The plane truth Physics in a two-dimensional environment is very different from what we observe in the three-dimensional world. If dimensionality is reduced, thermal fluctuations destroy a system's spatial order and most phase transitions, like those responsible for ferromagnetism for instance, cannot occur. But there is a particular type of phase transition, involving the pairing of vortices, that does exist in two dimensions. First predicted 30 years ago by Berezinskii, Kosterlitz and Thouless, the ‘BKT transition’ has now been observed directly for the first time in a planar gas of ultracold rubidium atoms. Any state of matter is classified according to its order, and the type of order that a physical system can possess is profoundly affected by its dimensionality.
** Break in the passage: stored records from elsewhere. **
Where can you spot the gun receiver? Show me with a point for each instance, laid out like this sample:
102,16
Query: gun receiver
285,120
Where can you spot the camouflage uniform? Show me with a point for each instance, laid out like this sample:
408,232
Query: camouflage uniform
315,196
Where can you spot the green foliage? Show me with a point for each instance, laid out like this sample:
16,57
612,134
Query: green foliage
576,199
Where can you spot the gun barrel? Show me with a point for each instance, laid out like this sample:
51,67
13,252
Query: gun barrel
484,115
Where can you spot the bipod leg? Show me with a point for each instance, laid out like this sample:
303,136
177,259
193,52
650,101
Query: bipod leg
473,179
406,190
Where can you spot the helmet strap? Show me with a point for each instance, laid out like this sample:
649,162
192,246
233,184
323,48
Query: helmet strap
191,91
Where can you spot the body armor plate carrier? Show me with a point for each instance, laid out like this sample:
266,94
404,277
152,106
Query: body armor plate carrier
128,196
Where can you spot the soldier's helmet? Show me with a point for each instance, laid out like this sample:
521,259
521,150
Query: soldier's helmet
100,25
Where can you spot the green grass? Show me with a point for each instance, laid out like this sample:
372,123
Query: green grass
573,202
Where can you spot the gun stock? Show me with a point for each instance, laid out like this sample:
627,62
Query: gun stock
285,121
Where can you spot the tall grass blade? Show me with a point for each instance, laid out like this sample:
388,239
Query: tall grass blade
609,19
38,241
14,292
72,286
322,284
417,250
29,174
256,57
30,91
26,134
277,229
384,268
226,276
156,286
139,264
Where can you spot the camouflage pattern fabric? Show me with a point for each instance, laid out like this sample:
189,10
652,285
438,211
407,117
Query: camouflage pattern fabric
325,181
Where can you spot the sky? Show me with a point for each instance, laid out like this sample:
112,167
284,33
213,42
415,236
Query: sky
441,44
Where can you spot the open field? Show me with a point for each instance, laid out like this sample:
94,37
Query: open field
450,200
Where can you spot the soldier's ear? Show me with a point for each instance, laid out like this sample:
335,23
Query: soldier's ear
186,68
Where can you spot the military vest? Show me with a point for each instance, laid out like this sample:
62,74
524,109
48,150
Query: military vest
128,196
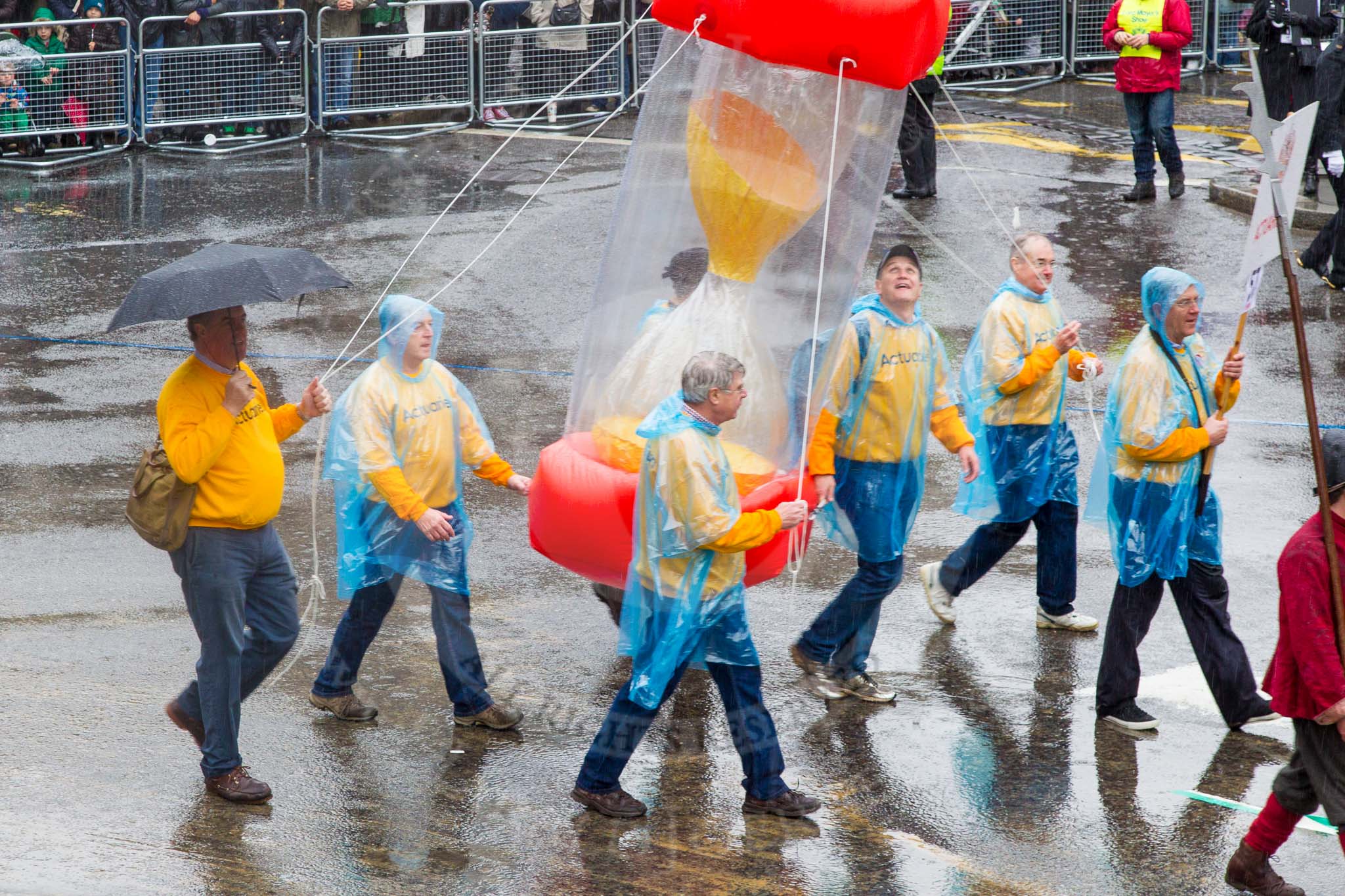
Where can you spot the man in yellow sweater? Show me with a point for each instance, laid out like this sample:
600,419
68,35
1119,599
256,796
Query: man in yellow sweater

Conventional long-range order, as in a ferromagnet or a crystal, is common in three-dimensional systems at low temperature. However, in two-dimensional systems with a continuous symmetry, true long-range order is destroyed by thermal fluctuations at any finite temperature 1 , 2 . Consequently, for the case of identical bosons, a uniform two-dimensional fluid cannot undergo Bose–Einstein condensation, in contrast to the three-dimensional case. However, the two-dimensional system can form a ‘quasi-condensate’ and become superfluid below a finite critical temperature. The Berezinskii–Kosterlitz–Thouless (BKT) theory 3 , 4 associates this phase transition with the emergence of a topological order, resulting from the pairing of vortices with opposite circulation. Above the critical temperature, proliferation of unbound vortices is expected. Here we report the observation of a BKT-type crossover in a trapped quantum degenerate gas of rubidium atoms. Using a matter wave heterodyning technique, we observe both the long-wavelength fluctuations of the quasi-condensate phase and the free vortices. At low temperatures, the gas is quasi-coherent on the length scale set by the system size. As the temperature is increased, the loss of long-range coherence coincides with the onset of proliferation of free vortices. Our results provide direct experimental evidence for the microscopic mechanism underlying the BKT theory, and raise new questions regarding coherence and superfluidity in mesoscopic systems.